Él gimió y se inclinó para besar la unión sensible entre el cuello y el hombro.
– Y eso estaría mal… ¿por qué, exactamente?
El aliento cálido de Jackson le provocó un cosquilleo delicioso.
Probablemente, había un motivo, pero ya lo había olvidado. ¿Cómo se suponía que podía pensar en algo con sus labios asaltando su cuello, las manos coronándole los pechos y sus dedos sabios despertándole los pezones a través de la tela elástica del top? Ese hombre era un peligro. Un destructor de concentración de primera magnitud.
También ella se había preguntado si su imaginación había agigantado lo que habían compartido. ¿Tan bueno había sido? Sólo había una manera de averiguarlo…
Apoyó las manos contra su torso y se apartó de él con el fin de mantenerlo a raya. Después de respirar hondo, lo estudió.

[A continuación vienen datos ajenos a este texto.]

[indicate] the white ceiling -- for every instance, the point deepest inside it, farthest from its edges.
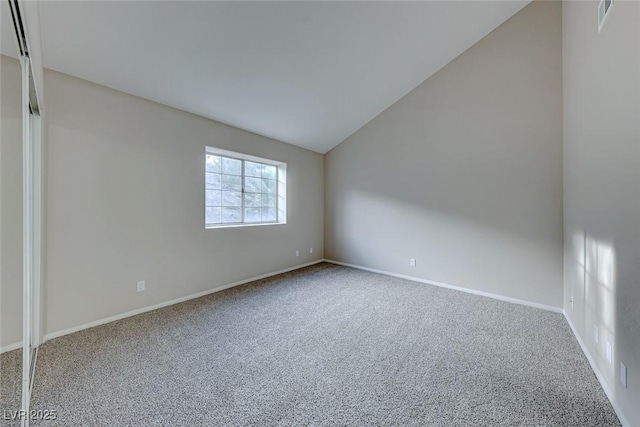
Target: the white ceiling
(307, 73)
(8, 43)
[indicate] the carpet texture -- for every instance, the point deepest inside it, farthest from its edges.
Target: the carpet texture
(324, 345)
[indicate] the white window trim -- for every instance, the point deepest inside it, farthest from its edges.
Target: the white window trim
(281, 190)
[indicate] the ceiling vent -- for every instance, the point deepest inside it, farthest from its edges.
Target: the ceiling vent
(604, 7)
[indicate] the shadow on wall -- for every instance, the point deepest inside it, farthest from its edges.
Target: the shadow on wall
(487, 244)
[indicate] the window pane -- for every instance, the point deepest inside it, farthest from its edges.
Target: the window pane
(270, 172)
(213, 163)
(268, 201)
(252, 200)
(252, 215)
(212, 180)
(269, 186)
(231, 166)
(212, 215)
(212, 198)
(231, 215)
(252, 185)
(231, 198)
(253, 169)
(232, 182)
(268, 214)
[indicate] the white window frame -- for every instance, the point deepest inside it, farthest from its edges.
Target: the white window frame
(281, 190)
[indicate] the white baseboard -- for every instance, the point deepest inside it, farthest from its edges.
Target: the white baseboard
(607, 390)
(455, 288)
(10, 347)
(99, 322)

– Ahora que lo mencionas, no se me ocurre ninguna razón para no aprovecharme de ti -adoptó su expresión más inocente-. Oh… a menos que prefieras ver la televisión. Probablemente den algún partido de tenis.
– Debes de estar bromeando.
– ¿Quieres cenar algo? Me queda pasta.
– Quizá luego.
– ¿Donuts?
– No; gracias.
– ¿Una copa?
– Me estás matando.
– Supongo que eso es un «no» a la copa.
– Sí. En cuanto a lo de desnudarme… -extendió los brazos-. Considérame a tu disposición.